我々の調べた限りでは,これまでに報告されている「e14(b3)a3 type」のMajor-BCR::ABL1遺伝子陽性例はいずれもCML或いはALLであり5)~9)(Table 2),特にCMLは予後良好であると考えられている7)。BCR::ABL1遺伝子(a2 type)のABL1遺伝子はSH1ドメイン(チロシンキナーゼ活性),SH2ドメイン及びSH3ドメインより構成されるが,a3 typeではSH3ドメインを約3分の2欠失している。a3 typeのBCR::ABL1遺伝子陽性CMLはa2 typeのCMLと比較し,発症までの時間がわずかに遅くなることがマウスの実験より報告されており10),さらに宿主細胞リガンドの一種であるRin1タンパクはBCR::ABL1遺伝子存在下において,SH2ドメインやSH3ドメインへの結合に依存し細胞の形質転換を増加させることが報告されている11)。a3 typeのBCR::ABL1遺伝子とRin1タンパクの結合が低下するかは不明であるが,a3 typeのBCR::ABL1遺伝子がSH3ドメインを部分的に欠失していることが病態の緩やかな進行になんらかの影響を与えている可能性が考えられる。一方,a3 typeのBCR::ABL1遺伝子陽性AMLにおける予後は現時点では不明とされている。

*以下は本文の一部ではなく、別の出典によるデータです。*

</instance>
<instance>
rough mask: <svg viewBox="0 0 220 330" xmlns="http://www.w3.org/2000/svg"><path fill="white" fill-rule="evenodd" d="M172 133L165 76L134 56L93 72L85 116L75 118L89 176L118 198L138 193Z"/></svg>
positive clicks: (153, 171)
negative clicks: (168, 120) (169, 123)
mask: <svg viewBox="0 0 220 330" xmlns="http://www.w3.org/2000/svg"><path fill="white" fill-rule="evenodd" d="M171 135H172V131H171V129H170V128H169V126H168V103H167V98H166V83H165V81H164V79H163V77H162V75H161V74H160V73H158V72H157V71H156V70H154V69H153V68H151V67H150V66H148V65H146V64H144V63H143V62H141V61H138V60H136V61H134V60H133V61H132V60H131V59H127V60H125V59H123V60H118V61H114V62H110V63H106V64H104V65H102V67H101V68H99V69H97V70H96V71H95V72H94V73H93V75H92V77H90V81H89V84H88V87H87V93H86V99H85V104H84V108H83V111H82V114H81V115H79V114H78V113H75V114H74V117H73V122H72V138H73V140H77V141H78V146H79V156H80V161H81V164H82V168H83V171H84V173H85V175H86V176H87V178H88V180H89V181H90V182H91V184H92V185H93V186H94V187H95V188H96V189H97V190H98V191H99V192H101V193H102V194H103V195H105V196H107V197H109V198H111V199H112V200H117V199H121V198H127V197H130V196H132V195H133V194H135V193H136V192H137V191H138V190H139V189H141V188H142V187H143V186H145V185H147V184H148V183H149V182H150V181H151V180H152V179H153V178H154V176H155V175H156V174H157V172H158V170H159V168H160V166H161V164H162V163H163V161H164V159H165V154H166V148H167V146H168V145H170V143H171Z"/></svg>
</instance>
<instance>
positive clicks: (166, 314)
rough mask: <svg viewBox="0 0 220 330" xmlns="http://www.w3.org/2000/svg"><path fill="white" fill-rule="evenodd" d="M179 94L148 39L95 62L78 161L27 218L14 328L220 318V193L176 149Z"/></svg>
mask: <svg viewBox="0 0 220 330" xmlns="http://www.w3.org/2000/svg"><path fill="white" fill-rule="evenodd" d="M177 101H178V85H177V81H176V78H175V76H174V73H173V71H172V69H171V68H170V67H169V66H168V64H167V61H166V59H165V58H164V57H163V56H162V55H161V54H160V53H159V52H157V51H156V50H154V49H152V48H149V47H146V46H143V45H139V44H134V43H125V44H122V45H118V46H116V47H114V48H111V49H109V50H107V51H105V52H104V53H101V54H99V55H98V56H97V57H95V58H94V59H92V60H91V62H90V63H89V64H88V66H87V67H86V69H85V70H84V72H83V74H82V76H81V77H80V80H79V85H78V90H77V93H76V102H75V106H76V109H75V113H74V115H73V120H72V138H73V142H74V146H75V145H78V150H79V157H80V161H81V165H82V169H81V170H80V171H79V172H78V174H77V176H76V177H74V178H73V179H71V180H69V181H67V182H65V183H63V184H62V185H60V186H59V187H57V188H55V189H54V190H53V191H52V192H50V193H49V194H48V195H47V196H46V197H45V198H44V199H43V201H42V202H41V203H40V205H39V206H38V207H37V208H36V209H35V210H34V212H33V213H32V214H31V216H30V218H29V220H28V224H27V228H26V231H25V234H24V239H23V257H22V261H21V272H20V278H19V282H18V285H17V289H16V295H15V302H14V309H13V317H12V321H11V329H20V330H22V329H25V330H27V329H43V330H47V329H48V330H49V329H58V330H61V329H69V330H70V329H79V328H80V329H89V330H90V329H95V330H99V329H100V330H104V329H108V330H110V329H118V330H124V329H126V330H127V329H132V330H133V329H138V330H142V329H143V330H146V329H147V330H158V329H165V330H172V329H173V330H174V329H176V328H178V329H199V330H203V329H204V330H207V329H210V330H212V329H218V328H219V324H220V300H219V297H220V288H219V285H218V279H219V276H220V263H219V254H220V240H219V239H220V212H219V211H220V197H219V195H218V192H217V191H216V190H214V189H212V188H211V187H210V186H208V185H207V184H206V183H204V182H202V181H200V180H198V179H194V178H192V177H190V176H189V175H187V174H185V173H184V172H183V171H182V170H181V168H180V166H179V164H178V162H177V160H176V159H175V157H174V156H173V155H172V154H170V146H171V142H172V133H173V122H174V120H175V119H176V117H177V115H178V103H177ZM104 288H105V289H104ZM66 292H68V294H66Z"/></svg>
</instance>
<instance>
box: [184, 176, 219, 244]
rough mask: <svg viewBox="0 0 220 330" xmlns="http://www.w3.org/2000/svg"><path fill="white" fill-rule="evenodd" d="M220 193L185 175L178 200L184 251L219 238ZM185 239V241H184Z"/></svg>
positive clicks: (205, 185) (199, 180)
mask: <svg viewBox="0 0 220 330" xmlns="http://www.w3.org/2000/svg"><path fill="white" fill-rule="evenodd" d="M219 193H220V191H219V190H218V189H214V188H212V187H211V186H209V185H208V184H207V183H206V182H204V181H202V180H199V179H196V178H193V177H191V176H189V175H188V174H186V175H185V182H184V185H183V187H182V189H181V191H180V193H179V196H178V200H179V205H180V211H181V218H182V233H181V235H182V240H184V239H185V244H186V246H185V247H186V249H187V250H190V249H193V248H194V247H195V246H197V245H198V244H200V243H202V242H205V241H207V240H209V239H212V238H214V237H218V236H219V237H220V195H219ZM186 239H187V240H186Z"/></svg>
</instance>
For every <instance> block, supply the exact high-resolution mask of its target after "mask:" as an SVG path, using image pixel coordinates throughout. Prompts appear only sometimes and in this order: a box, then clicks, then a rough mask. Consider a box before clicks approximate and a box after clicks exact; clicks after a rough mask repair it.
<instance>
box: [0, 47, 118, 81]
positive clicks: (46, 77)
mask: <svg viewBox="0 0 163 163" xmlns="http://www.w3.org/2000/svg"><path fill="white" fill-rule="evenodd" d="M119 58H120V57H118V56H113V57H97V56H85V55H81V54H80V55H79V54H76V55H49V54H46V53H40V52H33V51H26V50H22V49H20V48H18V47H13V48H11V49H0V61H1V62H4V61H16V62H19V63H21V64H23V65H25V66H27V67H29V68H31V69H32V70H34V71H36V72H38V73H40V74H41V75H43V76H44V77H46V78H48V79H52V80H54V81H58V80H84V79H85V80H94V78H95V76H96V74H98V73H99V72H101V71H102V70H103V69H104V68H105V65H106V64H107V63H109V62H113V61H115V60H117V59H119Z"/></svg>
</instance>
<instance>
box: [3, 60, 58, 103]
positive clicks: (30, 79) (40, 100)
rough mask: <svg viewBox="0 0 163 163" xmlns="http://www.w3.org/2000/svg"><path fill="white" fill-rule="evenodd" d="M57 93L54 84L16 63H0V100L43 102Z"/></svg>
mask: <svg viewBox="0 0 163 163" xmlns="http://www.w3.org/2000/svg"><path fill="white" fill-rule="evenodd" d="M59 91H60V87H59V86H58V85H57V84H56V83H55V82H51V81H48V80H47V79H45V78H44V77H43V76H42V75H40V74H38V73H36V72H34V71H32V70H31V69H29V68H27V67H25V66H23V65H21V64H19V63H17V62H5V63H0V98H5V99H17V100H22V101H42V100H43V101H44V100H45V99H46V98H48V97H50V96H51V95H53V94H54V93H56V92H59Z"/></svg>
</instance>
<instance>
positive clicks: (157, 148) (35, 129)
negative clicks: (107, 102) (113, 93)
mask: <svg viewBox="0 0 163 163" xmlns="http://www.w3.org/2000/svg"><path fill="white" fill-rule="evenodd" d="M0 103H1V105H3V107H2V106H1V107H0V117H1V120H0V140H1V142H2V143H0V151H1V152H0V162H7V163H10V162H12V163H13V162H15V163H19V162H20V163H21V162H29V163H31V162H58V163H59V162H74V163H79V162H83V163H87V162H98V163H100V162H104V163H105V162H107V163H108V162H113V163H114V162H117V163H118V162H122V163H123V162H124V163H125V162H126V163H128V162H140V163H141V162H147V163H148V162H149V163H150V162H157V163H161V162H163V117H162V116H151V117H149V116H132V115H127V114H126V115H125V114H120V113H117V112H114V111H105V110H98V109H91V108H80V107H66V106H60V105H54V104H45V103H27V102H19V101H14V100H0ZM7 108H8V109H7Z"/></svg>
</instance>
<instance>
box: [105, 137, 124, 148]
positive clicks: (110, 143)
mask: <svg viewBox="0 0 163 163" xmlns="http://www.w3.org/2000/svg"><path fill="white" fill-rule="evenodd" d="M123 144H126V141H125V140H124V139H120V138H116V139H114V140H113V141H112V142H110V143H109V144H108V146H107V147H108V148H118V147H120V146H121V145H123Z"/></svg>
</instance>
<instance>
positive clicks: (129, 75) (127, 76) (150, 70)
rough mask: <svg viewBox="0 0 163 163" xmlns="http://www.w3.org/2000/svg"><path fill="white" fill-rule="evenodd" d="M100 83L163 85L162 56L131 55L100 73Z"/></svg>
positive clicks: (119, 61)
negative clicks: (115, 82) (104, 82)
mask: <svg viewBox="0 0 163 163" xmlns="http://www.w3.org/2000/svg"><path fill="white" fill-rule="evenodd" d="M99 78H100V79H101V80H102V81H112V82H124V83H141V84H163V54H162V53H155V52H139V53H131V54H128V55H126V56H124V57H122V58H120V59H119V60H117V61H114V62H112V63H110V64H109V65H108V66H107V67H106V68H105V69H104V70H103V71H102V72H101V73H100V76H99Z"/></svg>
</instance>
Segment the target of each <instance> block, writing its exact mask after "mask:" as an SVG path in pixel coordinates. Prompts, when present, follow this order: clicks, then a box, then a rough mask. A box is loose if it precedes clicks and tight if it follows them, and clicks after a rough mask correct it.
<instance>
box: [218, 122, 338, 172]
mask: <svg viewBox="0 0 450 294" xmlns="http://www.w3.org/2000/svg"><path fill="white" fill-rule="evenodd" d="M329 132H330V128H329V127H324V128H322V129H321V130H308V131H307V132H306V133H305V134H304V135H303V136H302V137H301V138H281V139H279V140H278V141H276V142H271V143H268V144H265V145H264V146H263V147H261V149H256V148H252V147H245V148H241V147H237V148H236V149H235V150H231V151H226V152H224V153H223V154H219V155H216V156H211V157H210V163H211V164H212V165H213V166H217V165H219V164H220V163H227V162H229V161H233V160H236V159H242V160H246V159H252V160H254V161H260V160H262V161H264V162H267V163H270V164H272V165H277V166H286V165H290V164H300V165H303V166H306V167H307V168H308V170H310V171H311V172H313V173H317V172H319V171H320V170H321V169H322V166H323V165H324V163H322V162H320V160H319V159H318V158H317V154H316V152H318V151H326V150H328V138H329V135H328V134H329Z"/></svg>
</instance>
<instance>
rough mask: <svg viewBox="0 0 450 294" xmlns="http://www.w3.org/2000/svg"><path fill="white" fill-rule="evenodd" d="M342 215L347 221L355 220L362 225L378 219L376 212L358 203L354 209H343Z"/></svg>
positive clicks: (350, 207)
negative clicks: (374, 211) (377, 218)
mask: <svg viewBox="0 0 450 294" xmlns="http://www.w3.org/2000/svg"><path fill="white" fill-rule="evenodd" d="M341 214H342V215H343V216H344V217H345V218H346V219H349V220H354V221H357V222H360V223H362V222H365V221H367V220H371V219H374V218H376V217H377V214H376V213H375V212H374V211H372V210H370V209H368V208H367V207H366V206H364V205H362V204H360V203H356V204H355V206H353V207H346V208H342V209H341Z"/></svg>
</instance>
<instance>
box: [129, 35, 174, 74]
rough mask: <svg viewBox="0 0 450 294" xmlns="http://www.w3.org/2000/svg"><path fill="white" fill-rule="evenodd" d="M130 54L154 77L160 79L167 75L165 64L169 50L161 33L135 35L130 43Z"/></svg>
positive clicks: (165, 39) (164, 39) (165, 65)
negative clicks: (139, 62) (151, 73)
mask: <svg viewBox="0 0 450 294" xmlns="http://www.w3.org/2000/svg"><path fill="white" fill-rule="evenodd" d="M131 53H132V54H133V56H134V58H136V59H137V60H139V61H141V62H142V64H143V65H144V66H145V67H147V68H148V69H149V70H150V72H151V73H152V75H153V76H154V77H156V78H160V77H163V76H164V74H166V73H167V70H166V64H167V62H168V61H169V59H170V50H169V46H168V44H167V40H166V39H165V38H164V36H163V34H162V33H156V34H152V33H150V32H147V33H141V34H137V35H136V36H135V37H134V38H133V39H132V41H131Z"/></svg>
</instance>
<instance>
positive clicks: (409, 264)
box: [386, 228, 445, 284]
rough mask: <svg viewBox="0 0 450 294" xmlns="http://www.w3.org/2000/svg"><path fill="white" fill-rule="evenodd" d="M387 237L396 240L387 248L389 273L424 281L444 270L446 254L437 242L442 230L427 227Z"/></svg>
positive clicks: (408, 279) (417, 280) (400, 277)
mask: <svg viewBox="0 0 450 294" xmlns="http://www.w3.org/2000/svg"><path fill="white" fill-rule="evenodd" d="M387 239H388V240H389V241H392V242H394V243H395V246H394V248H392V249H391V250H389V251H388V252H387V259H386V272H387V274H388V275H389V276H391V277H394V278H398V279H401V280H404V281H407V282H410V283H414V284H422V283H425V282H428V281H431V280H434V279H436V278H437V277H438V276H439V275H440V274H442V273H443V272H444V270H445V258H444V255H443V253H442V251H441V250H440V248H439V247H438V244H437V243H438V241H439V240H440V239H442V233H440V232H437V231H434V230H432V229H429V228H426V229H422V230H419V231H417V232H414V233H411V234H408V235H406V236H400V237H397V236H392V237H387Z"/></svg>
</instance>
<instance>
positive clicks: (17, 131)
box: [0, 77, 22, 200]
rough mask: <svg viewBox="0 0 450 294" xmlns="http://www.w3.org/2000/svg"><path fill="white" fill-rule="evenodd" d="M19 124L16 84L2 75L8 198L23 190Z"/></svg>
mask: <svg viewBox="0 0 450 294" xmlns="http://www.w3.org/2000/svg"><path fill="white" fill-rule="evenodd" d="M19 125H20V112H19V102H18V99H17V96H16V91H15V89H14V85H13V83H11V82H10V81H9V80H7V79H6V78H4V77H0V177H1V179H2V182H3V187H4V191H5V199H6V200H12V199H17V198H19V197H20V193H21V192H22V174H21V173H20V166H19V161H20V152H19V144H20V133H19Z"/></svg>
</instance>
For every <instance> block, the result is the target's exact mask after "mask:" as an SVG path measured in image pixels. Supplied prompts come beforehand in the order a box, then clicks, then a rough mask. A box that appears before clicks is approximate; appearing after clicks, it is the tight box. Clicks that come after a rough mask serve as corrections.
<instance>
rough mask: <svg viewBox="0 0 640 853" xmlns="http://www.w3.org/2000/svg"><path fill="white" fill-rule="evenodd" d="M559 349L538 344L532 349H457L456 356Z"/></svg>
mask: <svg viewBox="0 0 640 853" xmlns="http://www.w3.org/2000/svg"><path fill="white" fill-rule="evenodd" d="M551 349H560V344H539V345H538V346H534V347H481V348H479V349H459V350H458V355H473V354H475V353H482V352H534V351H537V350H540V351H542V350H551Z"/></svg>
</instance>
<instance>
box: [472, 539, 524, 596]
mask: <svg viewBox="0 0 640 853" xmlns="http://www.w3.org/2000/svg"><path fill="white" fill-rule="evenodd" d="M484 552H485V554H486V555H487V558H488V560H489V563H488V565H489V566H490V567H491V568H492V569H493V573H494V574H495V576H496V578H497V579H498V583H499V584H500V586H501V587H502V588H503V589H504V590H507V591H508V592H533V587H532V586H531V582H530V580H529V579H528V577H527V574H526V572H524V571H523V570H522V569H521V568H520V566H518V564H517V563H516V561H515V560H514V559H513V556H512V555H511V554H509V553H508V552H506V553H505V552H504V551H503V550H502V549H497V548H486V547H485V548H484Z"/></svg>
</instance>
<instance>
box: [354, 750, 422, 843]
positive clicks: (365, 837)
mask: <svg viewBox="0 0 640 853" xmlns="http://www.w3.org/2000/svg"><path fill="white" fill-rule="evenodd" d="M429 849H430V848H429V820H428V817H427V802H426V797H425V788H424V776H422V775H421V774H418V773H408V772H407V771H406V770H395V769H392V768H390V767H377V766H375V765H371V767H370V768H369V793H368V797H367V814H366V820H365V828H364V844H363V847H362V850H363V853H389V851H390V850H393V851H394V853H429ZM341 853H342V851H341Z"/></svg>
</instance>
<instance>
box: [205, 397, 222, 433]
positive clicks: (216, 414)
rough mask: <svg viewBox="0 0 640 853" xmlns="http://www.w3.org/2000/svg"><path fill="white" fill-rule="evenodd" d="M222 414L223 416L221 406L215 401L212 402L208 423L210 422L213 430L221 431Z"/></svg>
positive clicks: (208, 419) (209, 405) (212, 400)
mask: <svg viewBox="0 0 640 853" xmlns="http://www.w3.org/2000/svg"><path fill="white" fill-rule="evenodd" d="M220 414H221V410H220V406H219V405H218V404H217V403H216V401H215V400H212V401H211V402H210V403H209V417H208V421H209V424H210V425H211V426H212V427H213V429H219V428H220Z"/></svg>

| No. | Age (Years)/Gender | Diagnosis | Outcome | References |
|---|---|---|---|---|
| 1 | 39/F* | CML | Alive | 7) |
| 2 | 19/M | CML | Dead | 7) |
| 3 | 23/M | CML | Alive | 7) |
| 4 | 51/M | CML | Alive | 7) |
| 5 | 69/M | CML | Alive | 7) |
| 6 | 69/M | CML | Alive | 7) |
| 7 | 81/M | CML | Alive | 7) |
| 8 | 30/M | CML | Alive | 7) |
| 9 | 52/M | CML | Alive | 7) |
| 10 | 41/M | CML-AP | Alive | 7) |
| 11 | 41/M | CML | Alive | 7) |
| 12 | 48/F | CML | Dead | 7) |
| 13 | 48/M | CML | Alive | 7) |
| 14 | 40/M | CML | Alive | 7) |
| 15 | 43/M* | ALL | Dead | 5) |
| 16 | 12/M | ALL | Alive | 6) |
| 17 | 3/F* | ALL | Dead | 8) |
| 18 | Unknown | ALL | Unknown | 9) |
CML:慢性骨髄性白血病,CML-AP:慢性骨髄性白血病移行期,ALL:急性リンパ性白血病,*:本邦からの報告
チロシンキナーゼ阻害薬(TKI)の登場によりBCR::ABL1遺伝子陽性のCMLやALLの予後は著しく改善した。特に慢性期CML患者506例を対象に実施されたコホート研究では,初期治療にイマチニブ・ダサチニブ・ニロチニブいずれかのTKIを使用した場合,5年生存率は94.5%であったと報告している12)。a3 typeのBCR::ABL1遺伝子陽性CMLにおいてもTKIの治療効果は期待できるとされるが7),BCR::ABL1遺伝子陽性AMLにおけるTKIに対する反応は様々であり13)~15),現時点で標準治療は存在しない。さらに本症例はa3 typeのBCR::ABL1遺伝子陽性AMLであり,有効な治療法についてはさらなるデータの蓄積が求められる。また,STAMP阻害薬であるアシミニブは,SH3ドメインが部分的に欠失しているa3 typeのBCR::ABL1遺伝子陽性のCMLに対する治療効果が乏しい可能性が指摘されており16),a3 typeのBCR::ABL1遺伝子を検出する意義は大きいと考えられる。今後,a3 typeを含めたBCR::ABL1遺伝子陽性の白血病に関して,特に疾患発症の分子メカニズムと他の異常との共存など,分子特性についてのデータがますます蓄積されることが期待され,予後の改善に繋がることが望まれる。
稀な切断点をもつ「e14(b3)a3 type」Major-BCR::ABL1遺伝子陽性のAMLを経験した。本症例を元に作成したリアルタイムPCRの測定系により,a3 typeのMajor-BCR::ABL1遺伝子の定量測定が可能となった。BCR::ABL1遺伝子陽性のAMLは稀ではあるが,WHO分類に加えられており予後不良群にも分類されるため,この融合遺伝子を検出することはAMLの診断および治療方針の決定において重要な意義がある。
本論文の要旨は,第73回日本医学検査学会(2024年5月,金沢市)にて発表した。
本論文に関連し,開示すべきCOI 状態にある企業等はありません。